Natale è il giorno del coraggio anche per noi, dicevamo, il coraggio di credere ed anche il coraggio di amare.

Perché il Natale, guardando al Verbo incarnato di cui ci parlava il Vangelo di Giovanni, chiede ad ogni Cristiano di stare con amore dentro la storia, con amore dentro la vita. Non è facile vivere sillabando l’alfabeto dell’amore. E’ più facile l’alfabeto dell’indifferenza, dell’arroganza, l’istintività dei sentimenti o delle reazioni.

Non è facile stare come Chiesa, come Comunità Cristiana dentro la storia, dentro questo tempo e questa umanità che ci è provvidenzialmente toccata in sorte. E’ più facile fuggire, è più facile arroccarsi, è più facile essere una Chiesa che condanna e che giudica, è più facile rifugiarsi nella viltà e nella mediocrità di gruppi chiusi piuttosto che vivere “esposti” al tempo ed al mondo. E’ più facile ridurre il Cristianesimo ad una dimensione intima e privata piuttosto che accoglierlo, come Gesù lo ha voluto, fermento nella massa e città collocata sul monte, per tutti nota e visibile.
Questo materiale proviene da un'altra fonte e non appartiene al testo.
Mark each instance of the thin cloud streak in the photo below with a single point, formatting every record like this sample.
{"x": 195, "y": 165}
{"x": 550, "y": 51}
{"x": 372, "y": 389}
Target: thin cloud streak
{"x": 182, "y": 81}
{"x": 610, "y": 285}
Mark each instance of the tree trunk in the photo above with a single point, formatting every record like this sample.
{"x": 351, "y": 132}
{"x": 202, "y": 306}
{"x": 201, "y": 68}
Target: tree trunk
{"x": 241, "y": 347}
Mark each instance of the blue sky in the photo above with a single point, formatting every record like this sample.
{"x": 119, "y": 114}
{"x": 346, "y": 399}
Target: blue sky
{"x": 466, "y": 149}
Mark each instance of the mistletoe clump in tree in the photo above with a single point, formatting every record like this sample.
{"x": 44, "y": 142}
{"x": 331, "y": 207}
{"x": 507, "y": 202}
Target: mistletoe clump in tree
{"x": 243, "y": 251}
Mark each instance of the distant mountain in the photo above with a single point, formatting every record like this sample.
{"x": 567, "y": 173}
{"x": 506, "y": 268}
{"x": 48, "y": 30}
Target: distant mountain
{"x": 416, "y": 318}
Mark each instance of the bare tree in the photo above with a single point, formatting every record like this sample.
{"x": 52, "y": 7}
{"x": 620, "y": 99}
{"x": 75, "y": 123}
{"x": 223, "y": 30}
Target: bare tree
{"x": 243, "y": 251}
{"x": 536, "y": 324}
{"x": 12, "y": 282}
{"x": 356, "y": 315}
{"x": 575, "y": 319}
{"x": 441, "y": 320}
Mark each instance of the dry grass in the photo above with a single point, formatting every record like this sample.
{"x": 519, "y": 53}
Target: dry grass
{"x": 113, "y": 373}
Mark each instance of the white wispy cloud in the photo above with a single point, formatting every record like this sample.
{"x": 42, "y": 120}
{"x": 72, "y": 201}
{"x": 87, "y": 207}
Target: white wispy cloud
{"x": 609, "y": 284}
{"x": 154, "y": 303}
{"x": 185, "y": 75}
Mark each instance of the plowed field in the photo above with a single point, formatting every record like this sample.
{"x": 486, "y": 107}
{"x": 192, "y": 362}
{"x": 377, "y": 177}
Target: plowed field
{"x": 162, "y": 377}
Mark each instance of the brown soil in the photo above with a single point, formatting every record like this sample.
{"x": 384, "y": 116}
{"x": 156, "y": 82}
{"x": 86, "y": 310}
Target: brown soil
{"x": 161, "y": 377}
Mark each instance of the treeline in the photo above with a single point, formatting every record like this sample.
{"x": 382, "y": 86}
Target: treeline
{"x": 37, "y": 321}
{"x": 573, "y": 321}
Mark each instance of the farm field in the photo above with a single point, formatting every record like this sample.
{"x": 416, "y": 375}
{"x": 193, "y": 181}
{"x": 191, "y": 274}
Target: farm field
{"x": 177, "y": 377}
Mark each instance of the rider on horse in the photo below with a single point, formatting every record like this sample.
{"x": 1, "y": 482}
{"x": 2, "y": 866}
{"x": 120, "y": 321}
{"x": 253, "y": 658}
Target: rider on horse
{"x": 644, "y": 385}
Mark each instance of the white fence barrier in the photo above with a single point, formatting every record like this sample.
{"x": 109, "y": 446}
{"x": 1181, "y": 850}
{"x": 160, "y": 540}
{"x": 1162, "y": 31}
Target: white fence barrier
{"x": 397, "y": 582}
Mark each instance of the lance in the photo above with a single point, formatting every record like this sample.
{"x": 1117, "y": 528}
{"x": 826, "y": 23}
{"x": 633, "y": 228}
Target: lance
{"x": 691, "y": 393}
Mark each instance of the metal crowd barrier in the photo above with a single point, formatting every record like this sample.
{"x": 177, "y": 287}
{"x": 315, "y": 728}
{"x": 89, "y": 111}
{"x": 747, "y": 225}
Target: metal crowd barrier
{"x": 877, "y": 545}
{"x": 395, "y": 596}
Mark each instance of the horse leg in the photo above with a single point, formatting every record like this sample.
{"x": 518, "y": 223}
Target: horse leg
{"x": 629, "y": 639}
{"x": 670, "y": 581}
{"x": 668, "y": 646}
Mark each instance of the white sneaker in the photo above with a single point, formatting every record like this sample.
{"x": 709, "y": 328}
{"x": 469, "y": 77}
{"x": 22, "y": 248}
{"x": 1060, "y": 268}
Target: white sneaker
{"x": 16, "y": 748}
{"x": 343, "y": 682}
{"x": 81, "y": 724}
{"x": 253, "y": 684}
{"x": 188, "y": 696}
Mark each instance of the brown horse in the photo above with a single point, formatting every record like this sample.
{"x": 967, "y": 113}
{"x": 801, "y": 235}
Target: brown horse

Ci vuole il coraggio di amare per essere Cristiani oggi: il coraggio di amare questo tempo, la gente così com’è, il coraggio di amare la vita con le sue danze ed i suoi gemiti; ci vuole soprattutto il coraggio di amare Gesù Cristo ed il Suo Vangelo più di tutto, più della nostra stessa pelle.

Ecco, sorelle e fratelli miei, questo giorno del Natale, forse smarrito tra tanti messaggi che ci frastornano, forse soffocato sotto il peso di troppa esteriorità.

Natale: il giorno del coraggio.

Il coraggio di Dio che si “raggomitola” nel seno di Maria, che si fa piccolo nel nostro presepe, per venirci incontro e consegnarsi nelle nostre mani; il coraggio dell’uomo, il nostro coraggio, chiamati ad uscire sulla strada della fede incontro a Dio e sulla strada dell’amore incontro agli altri.

Che la grazia di questo giorno ci soccorra, ci rialzi, ci incammini serenamente sulla strada della speranza.